The potential neurotoxicity of K6Aß1-30-NH₂ (1 to 100 µmol/L) was evaluated at 2 and 6 days in a human neuroblastoma cell line (SK-N-SH) using the standard MTT assay as described by the manufacturer (Roche Molecular Biochemicals, Indianapolis, IN). Aß1-30-NH₂, Aß1-40, and Aß1-42 were used as control peptides. Briefly, cells were plated at 10,000 cells/100 µl culture medium per well in flat-bottom, 96-well microtiter plates. The cells were allowed to attach to the plate overnight in an incubator (37°C, 5.0% CO₂), and then 10 µl of freshly prepared peptide solution (in nanopure H₂O) was added. Aß1-42 was only partially soluble at 100 µmol/L and was, therefore, added as a suspension at that concentration. Subsequent steps were as described in the assay protocol.

Animals

The vaccination was performed in the Tg2576 APP mouse model developed by Karen Hsiao and colleagues.²⁷ These mice develop Aß plaques as early as at 11 to 13 months of age. We chose this model over the double Tg APP/PS1 model,²⁸ because the age of onset and progression of Aß deposition in the single Tg APP mice more closely resembles that of AD. Age-matched vehicle-treated Tg mice and non-Tg littermates receiving K6Aß1-30-NH₂ were used as controls, and the animals received their first injection at 11 to 13 months, at which time few plaques should already be present. Four mice were in each group. The animals were maintained on a 12-hour light-dark cycle, and had access to food and water ad libitum. The animal care was in accordance with institutional guidelines.

Vaccine Administration

K6Aß1-30-NH₂ was supplied as trifluoroacetic acid salt. The immunization procedure was performed as previously described by Schenk and colleagues¹³ except that the peptide was not incubated overnight at 37°C before injection.
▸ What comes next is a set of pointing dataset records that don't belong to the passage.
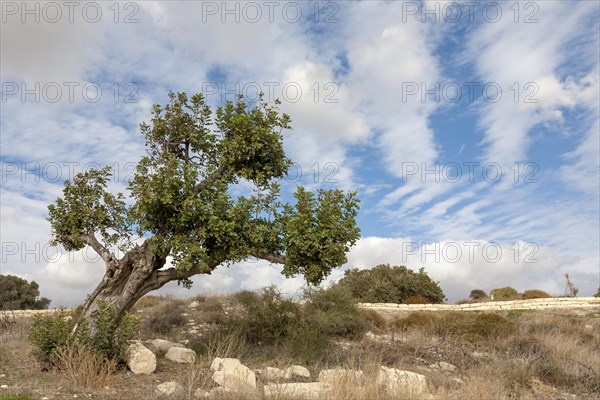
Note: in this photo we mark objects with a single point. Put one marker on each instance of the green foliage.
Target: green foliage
(534, 294)
(183, 205)
(18, 294)
(303, 331)
(164, 318)
(505, 293)
(416, 299)
(52, 333)
(477, 294)
(391, 284)
(334, 312)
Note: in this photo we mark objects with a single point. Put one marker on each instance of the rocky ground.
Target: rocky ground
(408, 355)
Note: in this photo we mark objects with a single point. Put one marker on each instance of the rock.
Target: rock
(305, 391)
(169, 389)
(272, 374)
(139, 359)
(398, 381)
(231, 373)
(341, 377)
(181, 355)
(541, 390)
(296, 370)
(444, 366)
(160, 347)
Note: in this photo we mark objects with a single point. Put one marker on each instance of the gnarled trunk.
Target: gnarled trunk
(125, 281)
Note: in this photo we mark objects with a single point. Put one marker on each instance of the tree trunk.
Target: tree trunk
(125, 281)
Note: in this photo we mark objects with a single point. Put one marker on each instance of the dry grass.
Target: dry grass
(531, 355)
(86, 368)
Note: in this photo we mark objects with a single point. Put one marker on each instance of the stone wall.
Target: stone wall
(532, 304)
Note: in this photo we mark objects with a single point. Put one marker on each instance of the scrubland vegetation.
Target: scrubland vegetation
(497, 355)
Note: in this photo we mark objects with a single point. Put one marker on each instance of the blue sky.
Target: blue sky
(471, 134)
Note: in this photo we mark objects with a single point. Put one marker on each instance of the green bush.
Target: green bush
(477, 294)
(505, 293)
(334, 312)
(18, 294)
(51, 333)
(267, 317)
(164, 318)
(416, 299)
(303, 331)
(534, 294)
(390, 284)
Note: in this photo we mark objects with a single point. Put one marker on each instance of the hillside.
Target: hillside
(505, 354)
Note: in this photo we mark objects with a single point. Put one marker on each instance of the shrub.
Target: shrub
(164, 318)
(334, 311)
(534, 294)
(51, 334)
(267, 317)
(505, 293)
(85, 367)
(416, 320)
(416, 299)
(390, 284)
(18, 294)
(477, 294)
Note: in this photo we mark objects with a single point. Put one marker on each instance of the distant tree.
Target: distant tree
(505, 293)
(18, 294)
(570, 290)
(391, 284)
(477, 294)
(534, 294)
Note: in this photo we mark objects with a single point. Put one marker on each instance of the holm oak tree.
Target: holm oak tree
(182, 207)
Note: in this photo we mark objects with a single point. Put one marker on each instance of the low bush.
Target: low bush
(86, 367)
(416, 299)
(505, 293)
(534, 294)
(390, 284)
(51, 334)
(164, 318)
(477, 294)
(301, 331)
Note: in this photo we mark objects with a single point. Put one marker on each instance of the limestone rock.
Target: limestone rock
(232, 374)
(169, 389)
(444, 366)
(273, 374)
(295, 371)
(139, 359)
(305, 391)
(181, 355)
(398, 381)
(160, 347)
(341, 377)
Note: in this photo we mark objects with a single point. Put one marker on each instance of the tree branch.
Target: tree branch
(271, 257)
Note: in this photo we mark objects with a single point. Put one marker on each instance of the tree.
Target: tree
(477, 294)
(505, 293)
(390, 284)
(19, 294)
(182, 207)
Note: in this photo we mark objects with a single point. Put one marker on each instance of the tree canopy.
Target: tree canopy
(181, 204)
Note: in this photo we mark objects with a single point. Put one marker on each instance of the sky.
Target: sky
(470, 130)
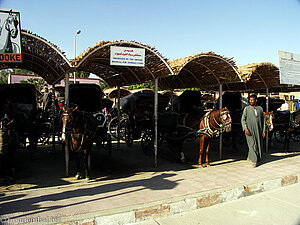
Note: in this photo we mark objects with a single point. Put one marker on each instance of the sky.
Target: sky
(250, 31)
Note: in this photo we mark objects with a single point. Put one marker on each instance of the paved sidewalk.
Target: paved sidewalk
(148, 195)
(276, 207)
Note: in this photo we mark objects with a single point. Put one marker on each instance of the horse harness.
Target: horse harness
(77, 135)
(210, 130)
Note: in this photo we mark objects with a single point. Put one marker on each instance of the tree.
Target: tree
(4, 76)
(37, 82)
(82, 74)
(149, 85)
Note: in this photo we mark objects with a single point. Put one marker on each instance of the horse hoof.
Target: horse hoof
(199, 166)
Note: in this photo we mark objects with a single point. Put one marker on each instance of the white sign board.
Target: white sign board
(125, 56)
(289, 66)
(10, 36)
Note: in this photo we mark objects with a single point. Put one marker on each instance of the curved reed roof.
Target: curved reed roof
(96, 60)
(42, 57)
(259, 76)
(203, 70)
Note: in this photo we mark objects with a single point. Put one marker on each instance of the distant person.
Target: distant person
(253, 123)
(297, 105)
(284, 107)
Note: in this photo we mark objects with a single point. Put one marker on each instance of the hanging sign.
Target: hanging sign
(289, 66)
(125, 56)
(10, 36)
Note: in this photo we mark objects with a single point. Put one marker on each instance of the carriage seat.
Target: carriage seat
(101, 119)
(25, 108)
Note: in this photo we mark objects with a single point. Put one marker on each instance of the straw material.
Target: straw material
(203, 70)
(96, 60)
(41, 57)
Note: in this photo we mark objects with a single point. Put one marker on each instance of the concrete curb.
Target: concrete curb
(137, 213)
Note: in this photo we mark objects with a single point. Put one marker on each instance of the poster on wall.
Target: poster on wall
(10, 36)
(289, 66)
(125, 56)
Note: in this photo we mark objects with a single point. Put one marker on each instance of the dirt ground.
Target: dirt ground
(47, 168)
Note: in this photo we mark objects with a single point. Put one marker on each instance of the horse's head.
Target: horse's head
(225, 120)
(67, 118)
(5, 123)
(296, 117)
(11, 24)
(269, 116)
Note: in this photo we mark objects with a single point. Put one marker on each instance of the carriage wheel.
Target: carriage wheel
(191, 138)
(241, 138)
(147, 143)
(108, 146)
(279, 136)
(128, 136)
(227, 140)
(112, 127)
(295, 137)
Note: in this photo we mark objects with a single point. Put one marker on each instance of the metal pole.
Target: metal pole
(155, 119)
(77, 32)
(53, 117)
(119, 116)
(66, 145)
(267, 110)
(220, 107)
(9, 77)
(74, 56)
(67, 90)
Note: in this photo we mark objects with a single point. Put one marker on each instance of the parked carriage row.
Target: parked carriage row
(177, 123)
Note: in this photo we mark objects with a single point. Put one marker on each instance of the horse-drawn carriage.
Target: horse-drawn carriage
(137, 112)
(19, 121)
(84, 123)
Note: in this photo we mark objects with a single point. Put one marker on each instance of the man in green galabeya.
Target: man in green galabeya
(253, 123)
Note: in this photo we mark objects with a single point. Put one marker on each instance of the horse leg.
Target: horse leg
(289, 134)
(285, 140)
(206, 153)
(87, 162)
(78, 165)
(202, 140)
(66, 148)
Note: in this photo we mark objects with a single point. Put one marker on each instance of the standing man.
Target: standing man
(253, 123)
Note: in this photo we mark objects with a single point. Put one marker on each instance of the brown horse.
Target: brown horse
(7, 147)
(212, 123)
(78, 131)
(269, 116)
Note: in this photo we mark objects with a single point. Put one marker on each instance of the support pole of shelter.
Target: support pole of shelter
(67, 91)
(53, 117)
(155, 119)
(66, 146)
(220, 107)
(267, 110)
(119, 117)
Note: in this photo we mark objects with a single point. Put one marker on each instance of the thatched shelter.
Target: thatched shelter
(96, 60)
(258, 77)
(204, 70)
(41, 57)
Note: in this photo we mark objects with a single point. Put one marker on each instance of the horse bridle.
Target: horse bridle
(70, 130)
(268, 117)
(211, 130)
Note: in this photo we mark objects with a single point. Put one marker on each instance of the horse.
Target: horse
(212, 123)
(292, 128)
(237, 135)
(269, 116)
(8, 31)
(7, 147)
(78, 130)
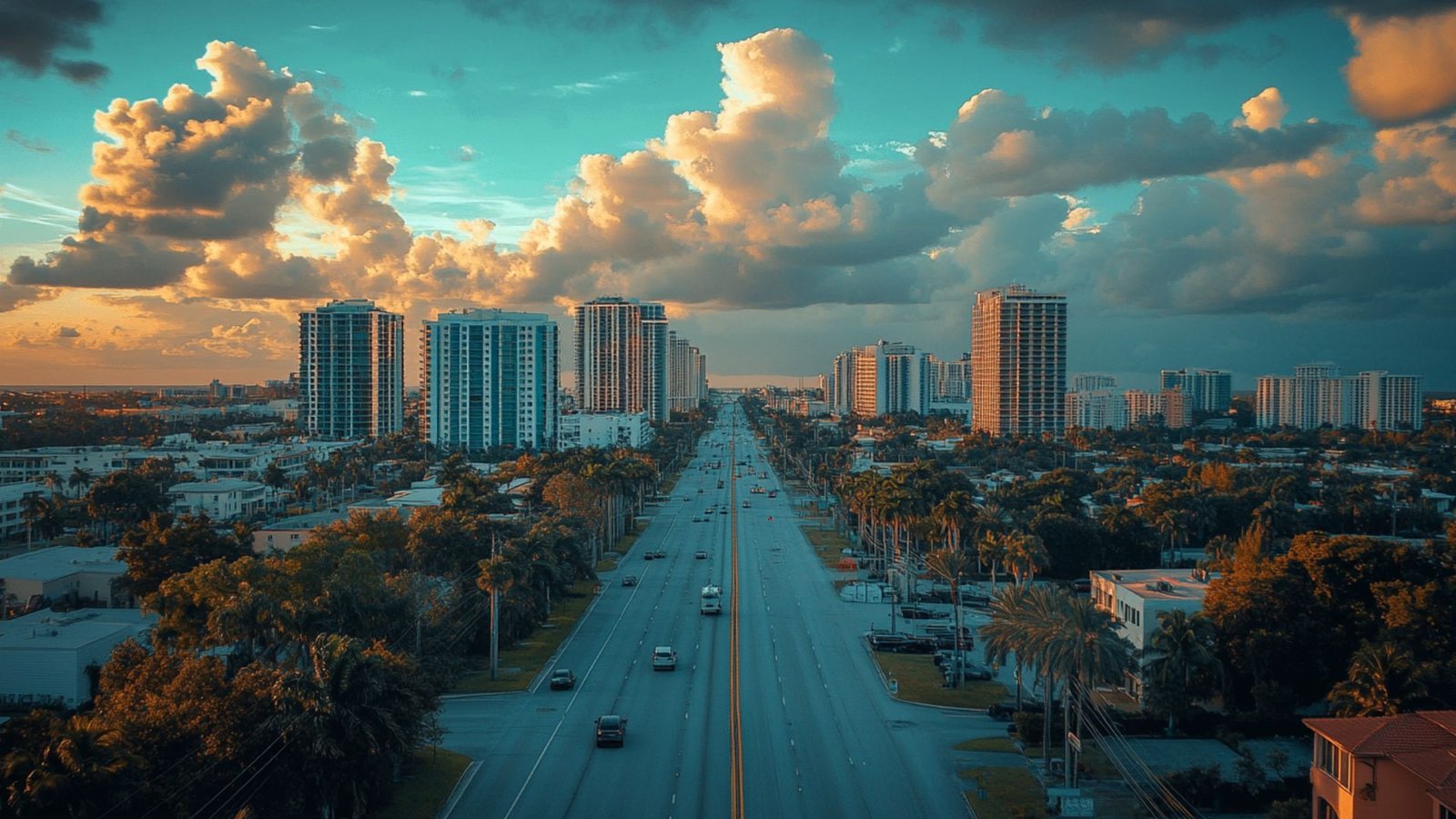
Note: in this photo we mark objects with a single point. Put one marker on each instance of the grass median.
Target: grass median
(521, 662)
(921, 681)
(426, 782)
Briefly, the peptide was dissolved in phosphate-buffered saline (PBS) at a concentration of 2 mg/ml and then mixed 1:1 (v/v) with the adjuvant or PBS. Complete Freund’s adjuvant was used for the first injection, incomplete Freund’s adjuvant for the next three injections, and PBS from the fifth injection forward. The mice received a subcutaneous injection of 100 µl of the mixture (ie, 100 µg/100 µl) followed by a second injection 2 weeks later, and then monthly thereafter.

Antibody Titers

Antibody titers were determined by serial dilutions of sera using an enzyme-linked immunosorbent assay (ELISA) as described previously,²⁹ in which Aß or its derivative is coated onto microtiter wells. The titer, defined as the dilution yielding 50% of the maximum signal, was detected by a goat anti-mouse IgG linked to a horseradish peroxidase (Amersham Pharmacia Biotech, Piscataway, NJ), and tetramethyl benzidine (Pierce, Rockford, IL) was the substrate.

Histology

Mice were anesthetized with sodium pentobarbital (150 mg/kg, intraperitoneally), perfused transaortically with phosphate buffer and the brains processed as previously described.⁵ The right hemisphere was immersion-fixed in periodate-lysine-paraformaldehyde, whereas the left hemisphere was snap-frozen for measurements of Aß levels using established ELISA methods.^30,31 Serial coronal sections (40 µm) were cut and five series of sections at 0.2-mm intervals were saved for histological analysis of 1) 6E10-, 2) Congo Red-, 3) interleukin-1ß (IL-1ß-OX42/tomato lectin-, 4) GFAP-, and 5) cresyl violet-stained sections. 6E10 recognizes Aß and stains both pre-amyloid and Aß plaques.³² Congo Red staining was performed to identify amyloid lesions in these animals. GFAP is a component of the glial intermediate filaments that form part of the cytoskeleton and is found predominantly in astrocytes. Microglia seem to be the major source of IL-1 within the central nervous system,³³ and OX-42 recognizes CD11b on microglia, a rat equivalent of the human C3bi receptor.³⁴ Tomato lectin binds to poly-N-acetyl lactosamine residues and has in neural tissue specific affinity for microglial cells.³⁵ Both astrocytes and microglia are associated with Aß deposits. Staining with cresyl violet was performed to determine whether the immunization was causing neuronal shrinkage and/or cell loss in these animals. After sectioning, the series were placed in ethylene glycol cryoprotectant and stored at -20°C until used.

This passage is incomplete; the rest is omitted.